The same placement study used to determine the predictive validity of a test can be used to determine an optimal cut score for the test.

I would like to do an admission validity study.
I would like to do a predictive placement validity study.

Concurrent Validity needs to be examined whenever one measure is substituted for another, such as allowing students to pass a test instead of taking a course. Concurrent validity is determined when test scores and criterion measurement(s) are either made at the same time (concurrently) or in close proximity to one another. For example, a successful score on the CLEP® College Algebra exam may be used in place of taking a college algebra course. To determine concurrent validity, students completing a college algebra course are administered the CLEP College Algebra exam. If there is a strong relationship (correlation) between the CLEP exam scores and course grades in college algebra, the test is valid for that use.

I would like to do a concurrent placement validity study.

Construct Validity

Construct validity refers to the degree to which a test or other measure assesses the underlying theoretical construct it is supposed to measure (i.e., the test is measuring what it is purported to measure).

As an example, think about a general knowledge test of basic algebra. If a test is designed to assess knowledge of facts concerning rate, time, distance, and their interrelationship with one another, but test questions are phrased in long and complex reading passages, then perhaps reading skills are inadvertently being measured instead of factual knowledge of basic algebra.

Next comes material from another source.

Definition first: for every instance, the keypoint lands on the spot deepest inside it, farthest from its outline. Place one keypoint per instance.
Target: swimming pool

Construct validation requires the compilation of multiple sources of evidence. In order to demonstrate construct validity, evidence that the test measures what it purports to measure (in this case basic algebra) as well as evidence that the test does not measure irrelevant attributes (reading ability) are both required. These are referred to as convergent and discriminant validity.

Convergent validity consists of providing evidence that two tests that are believed to measure closely related skills or types of knowledge correlate strongly. That is to say, the two different tests end up ranking students similarly.

Discriminant validity, by the same logic, consists of providing evidence that two tests that do not measure closely related skills or types of knowledge do not correlate strongly (i.e., dissimilar ranking of students).

Both convergent and discriminant validity provide important evidence in the case of construct validity. As noted previously, a test of basic algebra should primarily measure algebra-related constructs and not reading constructs. In order to determine the construct validity of a particular algebra test, one would need to demonstrate that the correlations of scores on that test with scores on other algebra tests are higher than the correlations of scores on reading tests.

Consequential Validity

Some testing experts use consequential validity to refer to the social consequences of using a particular test for a particular purpose. The use of a test is said to have consequential validity to the extent that society benefits from that use of the test. Other testing experts believe that the social consequences of using a test—however important they may be—are not properly part of the concept of validity.

Messick (1988) makes the point that ". . . it is not that adverse social consequences of test use render the use invalid but, rather, that adverse social consequences should not be attributable to any source of test invalidity such as construct–irrelevant variance."

For example, suppose some subgroups obtain lower scores on a mathematics placement test and, consequently, are required to take developmental courses. According to Messick, this action alone does not render the test scores invalid. However, suppose it was determined that the test was measuring different traits for the particular subgroup than for the larger group, and those traits were not important for doing the required mathematics. In this case, one could conclude that the adverse social consequences (e.g., more subgroup members in developmental mathematics courses) were caused by using the test scores and were traceable to sources of invalidity. In that case, the validity of the test use (course placement) would be jeopardized.